It takes determination, hard work, and ingenuity to run a successful business. Mobile catering businesses, as we know, come in all shapes, sizes, formats, cuisines, and types. In floating terms we’ve encountered cafes, coffee, pizza, ice cream, and fudge boats, to name but a few. This week I’ve been learning firsthand the ins and outs of the consumables it takes to run a mobile catering business from a narrowboat.
On any boat, space is at a premium. Unlike a bricks and mortar establishment, you can’t store stock easily. That means being really focused on what you need and buying to sell. We’ve been moored next to The Slush Boat run by Mark and The Spud Boat run by Steve and Jo.
Steve and Jo, when we first met them some years ago, were setting up a doughnut operation on their boat, but to produce and cook a successful doughnut the equipment needs to be totally level and that isn’t always the case on a moored boat. After months of persevering, they sold the equipment and bought another boat, which they equipped from scratch to serve Spuddies. They also run a second business aboard – The Laundry Boat, offering service washes mainly to boaters. This is proving particularly popular in the winter, and they’re aiming to expand to offer a dog bed/rug wash n dry service too.
This week I’ve had a car and been glad to help my fellow traders, with transport support collecting stock from the cash and carry.
These are businesses whose sole means of transport are their legs or their boats. They don’t keep a car. That means factoring in the often considerable time it will take to cruise or walk to where they need to stock up and to trade. If walking, then you need a trolley and backpacks to enable you to maximise each journey.

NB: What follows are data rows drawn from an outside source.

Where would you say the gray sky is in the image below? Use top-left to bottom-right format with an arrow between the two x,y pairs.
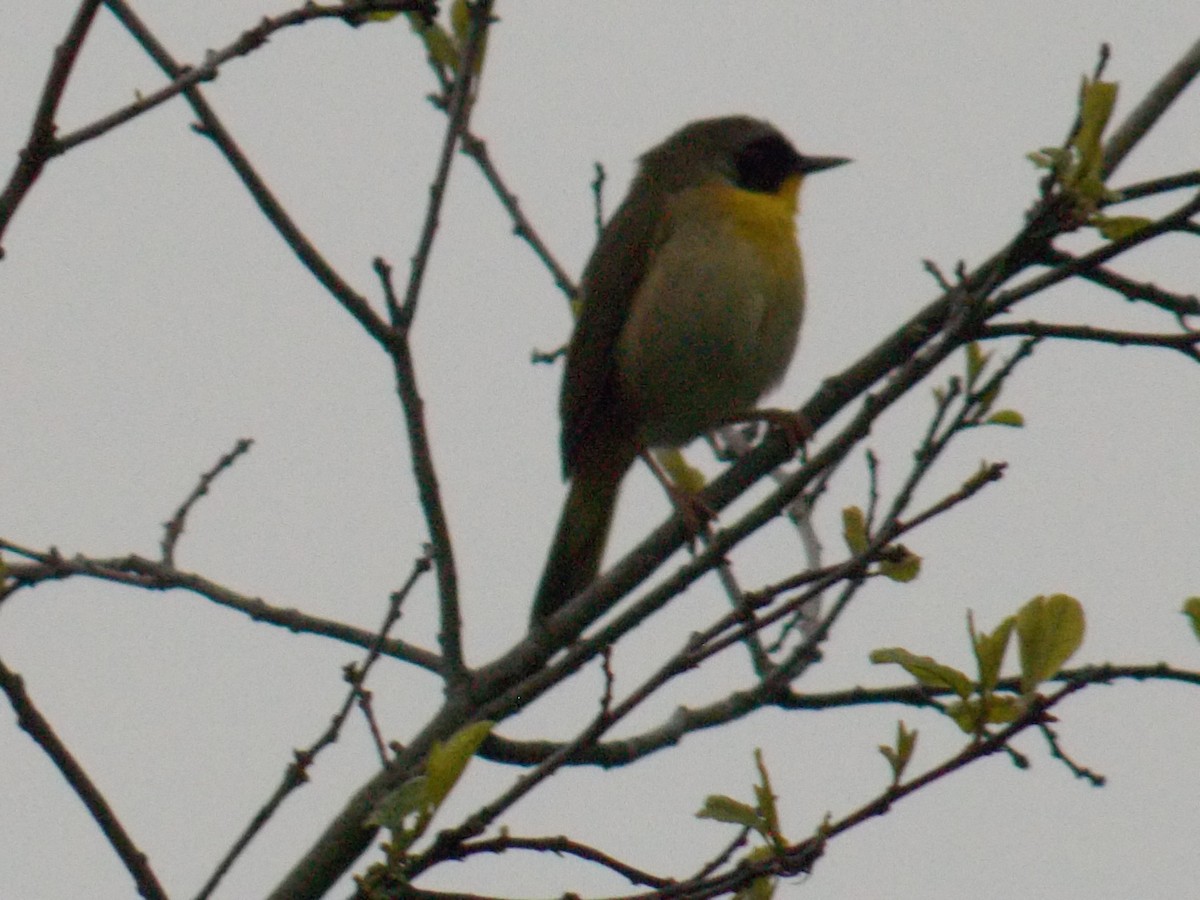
2,4 -> 1199,899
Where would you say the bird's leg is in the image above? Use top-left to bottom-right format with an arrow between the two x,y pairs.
640,448 -> 715,542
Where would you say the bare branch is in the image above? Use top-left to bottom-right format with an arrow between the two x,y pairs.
0,542 -> 443,672
1103,37 -> 1200,178
982,321 -> 1200,361
460,131 -> 577,300
413,833 -> 674,889
378,1 -> 496,687
990,188 -> 1200,314
53,3 -> 435,155
397,0 -> 493,325
374,260 -> 466,685
1039,246 -> 1200,318
102,0 -> 392,346
1110,169 -> 1200,203
195,547 -> 432,899
0,654 -> 168,900
0,0 -> 103,255
160,438 -> 254,565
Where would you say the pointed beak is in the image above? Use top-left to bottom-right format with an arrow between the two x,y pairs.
797,154 -> 852,174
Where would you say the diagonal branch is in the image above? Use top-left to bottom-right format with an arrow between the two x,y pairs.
0,655 -> 168,900
382,0 -> 497,688
981,321 -> 1200,361
459,130 -> 578,300
1039,246 -> 1200,318
54,2 -> 436,156
102,0 -> 391,347
160,438 -> 254,566
194,546 -> 433,899
396,0 -> 494,325
1103,37 -> 1200,179
0,542 -> 444,673
0,0 -> 103,255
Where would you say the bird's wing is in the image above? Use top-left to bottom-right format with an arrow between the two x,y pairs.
559,178 -> 670,476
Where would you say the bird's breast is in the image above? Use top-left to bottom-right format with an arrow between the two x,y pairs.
615,184 -> 806,448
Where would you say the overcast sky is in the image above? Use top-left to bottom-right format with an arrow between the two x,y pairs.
3,4 -> 1200,899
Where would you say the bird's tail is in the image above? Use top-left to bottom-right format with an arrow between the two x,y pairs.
531,466 -> 623,622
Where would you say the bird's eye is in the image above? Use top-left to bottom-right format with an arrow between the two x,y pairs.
733,134 -> 801,193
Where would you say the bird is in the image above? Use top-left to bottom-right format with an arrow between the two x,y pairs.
531,115 -> 848,623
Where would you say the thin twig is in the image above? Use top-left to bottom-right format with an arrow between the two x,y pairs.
102,0 -> 392,346
375,261 -> 466,685
0,655 -> 168,900
0,542 -> 443,672
459,131 -> 577,299
591,161 -> 607,236
1038,246 -> 1200,318
1110,170 -> 1200,203
194,547 -> 431,900
160,438 -> 253,565
354,677 -> 391,766
430,834 -> 674,889
397,0 -> 494,324
0,0 -> 104,255
1039,722 -> 1106,786
981,321 -> 1200,360
54,3 -> 434,156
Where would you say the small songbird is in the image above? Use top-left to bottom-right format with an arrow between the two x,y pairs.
531,116 -> 848,622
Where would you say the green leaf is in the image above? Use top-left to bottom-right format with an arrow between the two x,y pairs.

Sometimes that may be several miles, laden with heavy goods. There are other options like deliveries to near the boat or a taxi, but those costs need to be factored into any profits they subsequently make.
Like any business, it pays to buy in bulk or as much bulk as you can. The limits are space on the boat and the capacity to carry what they buy the distance from wherever they are buying to where they are moored. Often this means moving the boats as near as possible to the cash and carry or supermarkets as they can, but that can risk losing what could be a prime location for trading, so it is a delicate juggling act. If there are two traders who know each other well, one may stay on the mooring whilst the other moves a boat to near the shops.
In Mark’s case, he needs slush syrups, cans of drink, ice cream, toppings, and snacks. For Spuddies, they need…spuds (boxes or sacks of them), toppings of a different kind ranging from butter to beans in large quantities, chilli and curry, and loads of cheese. Jo likes a grated mix of mozzarella combined with cheddar mix for melty deliciousness.
Together, this week, we did the cash and carry, and we did the supermarkets with the car. It still meant though that everything they bought, every box of cans or spuds had to be carried from the car up a path, up the steep steps of a footbridge, over the bridge and down the other side before being transported along the towpath to the boats. Not for them the luxury afforded to bricks and mortar businesses who just whizz to a shop, buy what they need plus some extras to see if they sell!
Mark, bless him, also lugged me a bag of coal onto the boat. I’m hoping that will mean we’re now into a heatwave, having bought yet another bag of fuel for the stove! I thought the last one would be the final one, but the evenings are still pretty chilly.
This Bank Holiday weekend if you’re in the Greater Manchester area, treat yourself to a visit to the Leeds Liverpool Canal at Pennington Flash and do visit The Slush Boat, and Spuddies – you can be assured of a warm welcome and I can personally guarantee they’re stocked up and ready for you!
Across the country this weekend, there will be floating markets – with foods and all manner of goods for sale. I won’t be trading this weekend (I’m having a new adventure instead) but there are markets at St Richard’s Canal Festival at Droitwich; Norbury Canal Festival at Norbury Wharf; Berkhamsted; Burton on Trent and in London at Little Venice there’s the amazing Inland Waterways Association Canalway Cavalcade. There will also be trading and a chance to enjoy the waterways at other locations – do explore what’s available near you. They all offer unique beautifully made items, a great experience, often brilliant bargains, and a tasty treat or two.